Fife Properties managing director Jim Parker believes the increased interest rates and inflation will not impact the housing market significantly.

Managing director of Fife Properties, Jim Parker.
Managing director of Fife Properties, Jim Parker.

He says: “We are still at extremely low interest rates in comparison to other periods with 17 out of 20 homeowners on long-term fixed rate deals at an average of 2.14%.

“Homebuyers have been stress tested at 6-7% mortgage rates since 2014, which will mean we will not see a significant number of houses being dumped on to the market.

“There are still over 5,000 mortgage products available starting from 2.95%, so the availability of credit is still there.”

From a seller’s to a buyer’s market

Gilson Gray partner Lindsay Darroch expects the current situation to worsen and turn into a buyer’s market.

“I anticipate a steep drop off in properties coming to market followed by forced sellers, those who need to sell for personal circumstances like change of job or divorce, coming to the fore,” he says.

Lindsay Darroch, partner and head of Gilson Gray's Dundee office.
Lindsay Darroch, partner and head of Gilson Gray’s Dundee office.

“This will further cause the gap between the offers over price and achieved price to narrow. Expect more fixed prices.”

The housing market is traditionally slower towards Christmas, according to RSB Lindsays partner Chris Todd.

As demand across Tayside is still high, he sees house prices stabilising rather than dropping.

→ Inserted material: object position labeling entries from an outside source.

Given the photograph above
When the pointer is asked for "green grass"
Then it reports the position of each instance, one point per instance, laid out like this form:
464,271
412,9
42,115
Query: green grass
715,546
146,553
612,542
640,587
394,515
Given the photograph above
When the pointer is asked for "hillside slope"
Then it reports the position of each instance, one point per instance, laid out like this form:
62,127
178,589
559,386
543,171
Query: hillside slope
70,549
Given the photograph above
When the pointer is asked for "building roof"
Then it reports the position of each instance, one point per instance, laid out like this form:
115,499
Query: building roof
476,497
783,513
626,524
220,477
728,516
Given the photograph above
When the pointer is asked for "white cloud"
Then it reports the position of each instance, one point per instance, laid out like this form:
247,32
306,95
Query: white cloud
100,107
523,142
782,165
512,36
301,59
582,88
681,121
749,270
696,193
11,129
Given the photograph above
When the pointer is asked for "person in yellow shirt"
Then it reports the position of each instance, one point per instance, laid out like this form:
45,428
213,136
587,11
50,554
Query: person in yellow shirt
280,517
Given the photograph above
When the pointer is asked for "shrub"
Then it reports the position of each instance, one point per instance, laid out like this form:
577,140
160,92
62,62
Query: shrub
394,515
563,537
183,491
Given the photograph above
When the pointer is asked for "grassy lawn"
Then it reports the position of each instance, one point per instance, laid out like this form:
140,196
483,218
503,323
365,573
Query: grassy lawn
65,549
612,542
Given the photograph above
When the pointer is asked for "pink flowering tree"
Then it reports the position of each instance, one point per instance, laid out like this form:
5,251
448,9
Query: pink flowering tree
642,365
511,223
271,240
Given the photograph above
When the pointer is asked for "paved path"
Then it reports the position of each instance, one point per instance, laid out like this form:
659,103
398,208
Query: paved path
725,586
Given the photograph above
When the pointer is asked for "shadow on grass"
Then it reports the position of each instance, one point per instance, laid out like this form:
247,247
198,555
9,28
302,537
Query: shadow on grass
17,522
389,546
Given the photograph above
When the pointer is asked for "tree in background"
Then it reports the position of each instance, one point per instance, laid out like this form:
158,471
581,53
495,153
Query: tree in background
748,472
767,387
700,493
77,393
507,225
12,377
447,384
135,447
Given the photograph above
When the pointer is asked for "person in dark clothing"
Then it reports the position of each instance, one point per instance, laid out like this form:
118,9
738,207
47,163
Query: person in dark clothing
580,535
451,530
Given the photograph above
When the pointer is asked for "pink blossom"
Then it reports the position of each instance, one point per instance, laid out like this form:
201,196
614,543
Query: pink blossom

“Lenders are bringing fixed rate products back into play, albeit at higher rates of interest from the historically low levels they have been at over the past decade,” he says.

“Money is still available, which is a critical factor.

“While we did not experience some of the astronomical highs that there were in other areas, gone are the days when we will see offers significantly higher than the home report valuation.”

RSB Lindsays head of Dundee Chris Todd.
RSB Lindsays head of Dundee Chris Todd.

As opposed to the market crashes of 1988 and 2008, Mr Parker believes we are not facing a situation quite that serious.

Despite high inflation, he believes Fife property prices will shift downwards to 4%-6% less over the next two years, subject to nothing seismic happening in the world.

This will bring prices back to levels similar to the summer of 2021.

Good times will return

Mr Paterson believes that while demand for property might slightly reduce, the marketplace always has room for quality homes in Dundee, Fife, Perthshire and Angus.

Martin Paterson, director of property services at Blackadders.
Martin Paterson, director of property services at Blackadders.

It is also important to remember that many buyers are also sellers.

Mr Todd says: “What’s important in all of this is that we do not lose sight of the big picture and how the overall finances of a house move stack up.

“While it’s more expensive to borrow, you may not be paying as much for your next home.

“So, while people may not be saving money, I don’t see them losing either. The costs are just balanced in a different way.”

At Gilson Gray, Mr Darroch has also noticed an increase in chain purchases and says sales are holding up better than expected.

Despite potentially entering a dip now, he believes the market will turn positive again.

“Dundee is still at the forefront of investors and developers minds and will be well positioned when the economy turns positive again in around 18 to 24 months,” says Mr Darroch.

“I predict a very positive market from spring 2024.”